[flutter/dart] Is it possible to ask for permission for dangerous operations for Flutter contributors

[hellohuanlin]

Use case

Background: #186412

It is scary that a random Flutter script can nuke folders like ~/Desktop. The damage is real - in my case, I lost my repos (with a few local branches that I didn't push), but it could have been worse for other contributors.

Proposal

I wonder if it is possible to limit what flutter/dart can do, and explicitly ask for permission for dangerous operations like this. As a flutter contributor, I'd appreciate this kind of protection.

[jtmcdole]

#186412 is not a tool issue, its a script issue in flutter/dev/devicelab/bin/tasks/module_uiscene_test_ios.dart

I think it should just create a new, temporary folder in the target folder, and clean that up.

[hellohuanlin]

#186412 is not a tool issue, its a script issue in flutter/dev/devicelab/bin/tasks/module_uiscene_test_ios.dart

I think it should just create a new, temporary folder in the target folder, and clean that up.

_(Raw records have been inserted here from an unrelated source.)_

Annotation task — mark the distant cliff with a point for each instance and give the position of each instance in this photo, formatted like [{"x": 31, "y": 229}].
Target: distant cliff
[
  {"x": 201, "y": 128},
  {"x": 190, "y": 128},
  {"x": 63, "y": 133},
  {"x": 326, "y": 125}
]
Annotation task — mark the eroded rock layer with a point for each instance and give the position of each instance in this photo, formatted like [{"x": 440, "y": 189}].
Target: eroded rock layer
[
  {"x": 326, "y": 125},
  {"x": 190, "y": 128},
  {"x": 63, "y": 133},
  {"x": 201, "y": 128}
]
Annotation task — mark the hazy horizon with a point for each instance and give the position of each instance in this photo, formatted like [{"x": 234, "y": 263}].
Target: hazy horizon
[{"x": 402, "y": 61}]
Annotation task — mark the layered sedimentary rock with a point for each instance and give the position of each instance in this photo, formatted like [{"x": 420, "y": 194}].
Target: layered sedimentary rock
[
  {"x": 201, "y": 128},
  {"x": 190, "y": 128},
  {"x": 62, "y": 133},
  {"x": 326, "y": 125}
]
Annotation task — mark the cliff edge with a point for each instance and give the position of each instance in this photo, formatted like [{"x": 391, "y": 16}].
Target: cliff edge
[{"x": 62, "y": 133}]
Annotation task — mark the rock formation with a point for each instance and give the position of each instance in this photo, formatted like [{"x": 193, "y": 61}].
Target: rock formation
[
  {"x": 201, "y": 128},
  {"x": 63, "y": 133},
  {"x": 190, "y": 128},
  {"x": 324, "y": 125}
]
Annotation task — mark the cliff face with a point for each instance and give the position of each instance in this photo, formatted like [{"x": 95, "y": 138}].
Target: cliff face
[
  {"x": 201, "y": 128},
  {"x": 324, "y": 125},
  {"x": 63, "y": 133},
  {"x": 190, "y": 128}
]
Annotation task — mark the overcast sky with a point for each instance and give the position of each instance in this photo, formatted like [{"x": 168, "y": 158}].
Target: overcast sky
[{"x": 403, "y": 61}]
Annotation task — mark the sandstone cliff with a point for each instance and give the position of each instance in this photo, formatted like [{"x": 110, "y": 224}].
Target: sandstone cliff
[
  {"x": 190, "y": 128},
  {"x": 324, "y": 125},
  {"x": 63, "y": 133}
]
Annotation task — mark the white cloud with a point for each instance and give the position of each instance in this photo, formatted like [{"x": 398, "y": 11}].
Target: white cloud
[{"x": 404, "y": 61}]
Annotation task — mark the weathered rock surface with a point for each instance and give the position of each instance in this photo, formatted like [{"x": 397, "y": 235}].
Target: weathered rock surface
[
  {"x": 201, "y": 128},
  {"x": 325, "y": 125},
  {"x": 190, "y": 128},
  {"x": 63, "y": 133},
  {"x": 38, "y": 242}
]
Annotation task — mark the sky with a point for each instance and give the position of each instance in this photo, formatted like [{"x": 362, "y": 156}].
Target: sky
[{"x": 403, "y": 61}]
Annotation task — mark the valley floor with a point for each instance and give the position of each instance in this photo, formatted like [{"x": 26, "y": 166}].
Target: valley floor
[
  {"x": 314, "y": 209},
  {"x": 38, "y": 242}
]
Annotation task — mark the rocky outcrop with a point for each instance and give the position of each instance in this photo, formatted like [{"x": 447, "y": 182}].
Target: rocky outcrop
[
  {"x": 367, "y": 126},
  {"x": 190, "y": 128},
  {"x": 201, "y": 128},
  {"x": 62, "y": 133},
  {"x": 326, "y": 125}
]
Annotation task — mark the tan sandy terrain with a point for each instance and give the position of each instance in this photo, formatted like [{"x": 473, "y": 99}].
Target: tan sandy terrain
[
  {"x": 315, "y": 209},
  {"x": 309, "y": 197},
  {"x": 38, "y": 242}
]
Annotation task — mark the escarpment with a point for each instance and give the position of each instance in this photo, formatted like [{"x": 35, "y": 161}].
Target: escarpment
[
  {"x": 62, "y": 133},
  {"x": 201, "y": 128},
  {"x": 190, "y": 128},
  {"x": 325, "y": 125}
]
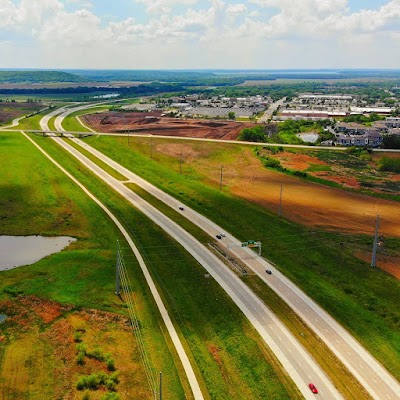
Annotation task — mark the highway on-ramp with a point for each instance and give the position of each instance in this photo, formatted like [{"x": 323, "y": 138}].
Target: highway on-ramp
[
  {"x": 369, "y": 372},
  {"x": 297, "y": 362}
]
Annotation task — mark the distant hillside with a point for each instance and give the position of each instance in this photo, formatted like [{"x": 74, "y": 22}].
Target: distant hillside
[{"x": 38, "y": 77}]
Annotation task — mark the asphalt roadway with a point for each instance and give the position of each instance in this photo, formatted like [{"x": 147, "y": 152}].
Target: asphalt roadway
[
  {"x": 377, "y": 381},
  {"x": 297, "y": 362},
  {"x": 369, "y": 372}
]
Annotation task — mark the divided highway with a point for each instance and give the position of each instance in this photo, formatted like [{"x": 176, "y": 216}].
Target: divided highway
[
  {"x": 376, "y": 380},
  {"x": 297, "y": 362}
]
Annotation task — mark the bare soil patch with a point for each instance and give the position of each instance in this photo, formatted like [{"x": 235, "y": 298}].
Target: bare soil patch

While this is definitely a script issue, I think it also highlights a broader security risk. Adding an extra layer of safety within flutter/dart tooling itself would protect users and CI systems from similar, potentially catastrophic file-system accidents caused by other scripts down the road.

[saurabh-mirajkar]

@hellohuanlin Thanks for the proposal. Routing to team-tool to investigate further.

[bkonyi]

In theory, this is something that we can try and do. We can setup IOOverrides for the test environment and ensure that all file system operations occur under $TMP. I'm not sure if that would have any unintended consequences or not.

The only way to be completely safe would be to run everything in a proper sandbox.